Actually, Druwe is done with everything. With his work as a criminal anyway. Who knows what will come in the next few months. The war is lost, the British have already advanced far into the northwest. But then a dead man throws Druwe into the center of the political events of the collapsing Nazi state. The disfigured body of the local NSDAP district leader is found in a field. Druwe’s colleagues quickly identified the culprit: an escaped concentration camp convict who was caught nearby. The experienced detective inspector doesn’t believe it for a second. However, the collapse of the Nazi regime is imminent and nobody wants to burn their fingers in the last meters of the murder of a Nazi official. Except Druwe.

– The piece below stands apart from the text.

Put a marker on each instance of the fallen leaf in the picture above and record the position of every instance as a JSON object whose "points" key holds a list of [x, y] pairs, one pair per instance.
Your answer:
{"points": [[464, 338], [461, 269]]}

This is how Jens Druwe’s personal catharsis begins, during which he faces up to his own responsibility for the Nazi terror and the loss of innocence among his compatriots. Anyone who gets involved in the story not only gets exciting criminal cases, but also a well-researched, living piece of contemporary history and the psychogram of an entire generation.

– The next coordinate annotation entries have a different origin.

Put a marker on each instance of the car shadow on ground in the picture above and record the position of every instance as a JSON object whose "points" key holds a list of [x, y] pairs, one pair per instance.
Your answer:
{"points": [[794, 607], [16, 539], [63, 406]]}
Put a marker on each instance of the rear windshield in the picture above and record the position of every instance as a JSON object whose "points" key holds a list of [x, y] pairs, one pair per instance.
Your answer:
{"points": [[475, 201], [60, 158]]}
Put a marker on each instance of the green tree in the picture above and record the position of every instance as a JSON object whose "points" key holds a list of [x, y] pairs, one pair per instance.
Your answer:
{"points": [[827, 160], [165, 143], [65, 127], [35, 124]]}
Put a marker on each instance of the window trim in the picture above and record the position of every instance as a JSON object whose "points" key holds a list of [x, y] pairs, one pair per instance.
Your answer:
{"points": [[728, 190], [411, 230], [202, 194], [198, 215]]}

A thriller that no one wants to be

So another crime thriller like the novels by Cay Rademacher or Maximilian Rosar? “I struggled a lot with the crime novel label. For me, it’s novels with crime thriller elements,” Michael Jensen remembers the discussions with the book publisher. As the author, the trauma specialist put his mentally ailing protagonist on the couch.

As if under a magnifying glass, Jensen dissects a period of just four weeks at a time. An exciting trick, because the Nazi state experienced its last days in dull Schleswig-Holstein of all places. In the first part it is the three weeks before and the week after the capitulation. The military pronounced death sentences in court-martials to the very end, Nazi supporters disposed of incriminating material or collected incriminating material about others in order to gain advantages with the Allies after the “lost final victory”. The second volume sheds light on the weeks in May in which the government of Hitler’s successor Karl Dönitz actually believed in Flensburg to be able to continue to govern, even though their sphere of influence only referred to the naval port of Flensburg/Eckernförde. The final volume traces the end of 1945 with the preparations for the war crimes trials in Hamburg and Nuremberg.

Druwe’s story could go on

Michael Jensen is happy about the realization of his novels as audio books with the actor Rolf Berg as narrator. The gnarly voice of the late sixties perfectly embodies the life-scarred Druwe. Even if Rolf Berg is a good ten years older than his alter ego, he could also embody him wonderfully in the film. A dream for Jensen: “I promised Rolf: If Druwe is filmed, then with him in the role.” If perhaps not in the film, the story of Jens Druwe could possibly continue as a book. Michael Jensen could well imagine a prequel 15 years before the events or a sequel 15 years after the end of the war. There was more than enough material.